By NAN Staff Writer

News Americas, NEW YORK, NY, Fri. Oct. 22, 2021: The man who led a coup in the Republic of Trinidad and Tobago in 1990 is dead.

Leader of the Jamaat-al Muslimeen, Imam Yasin Abu Bakr, passed away on Thursday evening, days after his 80th birthday, Trinidad media reports. He reportedly collapsed and died.

The news was delicately confirmed by his son Fuad Abu Bakr who wrote on Facebook, “To Allah we belong and to him is our eventual return.

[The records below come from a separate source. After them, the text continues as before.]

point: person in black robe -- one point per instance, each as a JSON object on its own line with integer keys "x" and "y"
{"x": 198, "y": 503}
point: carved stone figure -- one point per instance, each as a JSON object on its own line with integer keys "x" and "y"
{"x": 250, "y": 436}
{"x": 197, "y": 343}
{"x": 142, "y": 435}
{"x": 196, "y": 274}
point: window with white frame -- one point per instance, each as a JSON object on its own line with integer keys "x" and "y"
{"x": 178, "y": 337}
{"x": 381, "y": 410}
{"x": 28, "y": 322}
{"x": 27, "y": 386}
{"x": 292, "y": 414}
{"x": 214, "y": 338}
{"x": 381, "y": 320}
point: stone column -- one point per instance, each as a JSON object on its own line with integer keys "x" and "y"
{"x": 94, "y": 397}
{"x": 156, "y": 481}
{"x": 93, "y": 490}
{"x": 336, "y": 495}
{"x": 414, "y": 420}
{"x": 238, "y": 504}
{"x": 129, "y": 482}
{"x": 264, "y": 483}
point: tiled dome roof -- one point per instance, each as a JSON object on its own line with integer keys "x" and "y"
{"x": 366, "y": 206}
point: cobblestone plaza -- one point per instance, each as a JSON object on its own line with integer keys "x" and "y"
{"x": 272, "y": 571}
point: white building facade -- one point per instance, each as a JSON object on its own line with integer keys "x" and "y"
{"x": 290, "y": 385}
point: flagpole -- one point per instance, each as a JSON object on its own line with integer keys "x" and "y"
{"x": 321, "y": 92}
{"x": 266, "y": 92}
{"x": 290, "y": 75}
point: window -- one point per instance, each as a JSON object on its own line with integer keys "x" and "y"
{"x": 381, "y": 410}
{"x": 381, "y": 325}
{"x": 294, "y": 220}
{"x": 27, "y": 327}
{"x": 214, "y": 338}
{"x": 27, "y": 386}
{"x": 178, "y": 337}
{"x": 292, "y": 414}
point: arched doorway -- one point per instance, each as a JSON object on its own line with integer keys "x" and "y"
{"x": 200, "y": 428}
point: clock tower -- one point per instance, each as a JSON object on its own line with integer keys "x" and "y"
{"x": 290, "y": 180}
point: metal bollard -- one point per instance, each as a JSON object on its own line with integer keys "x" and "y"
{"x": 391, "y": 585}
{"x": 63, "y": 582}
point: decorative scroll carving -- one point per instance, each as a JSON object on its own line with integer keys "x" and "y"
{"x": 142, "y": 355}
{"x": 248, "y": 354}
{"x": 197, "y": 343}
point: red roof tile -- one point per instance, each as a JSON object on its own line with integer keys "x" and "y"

ALLAHU AKBAR.”

Bakr was a longstanding leader in Trinidad and Tobago’s Islamic landscape.  The 1990 insurrection which he led, caused the deaths of dozens of people and injured many more. 

He was born Lennox Philip in Trinidad and Tobago and grew up in a suburb of Port-of-Spain as the eighth of fifteen children. He would later attend and graduate from Queen’s Royal College, and would spend time on his tertiary studies in Toronto, Canada.

Philip would later convert to Islam and change his name shortly after.

In the 1970s he lived in Libya as a guest of Muamar Gaddafi. Upon his return to Trinidad and Tobago he founded Jamaat al Muslimeen. In 1990, 100 of his followers stormed the Parliament of Trinidad and Tobago and took Prime Minister A.N. R. Robinson, hostage.

Abu Baker surrendered to police six days later and spent 2 years in jail. Last year, he apologized to Trinidadians for the coup.

Bakr’s son, Fuad, would later embark on a political course, eventually becoming the leader of the New National Vision party, a minor political party founded in 1994 in Trinidad and Tobago. His attempt at obtaining a seat in the 2020 General Elections proved unsuccessful.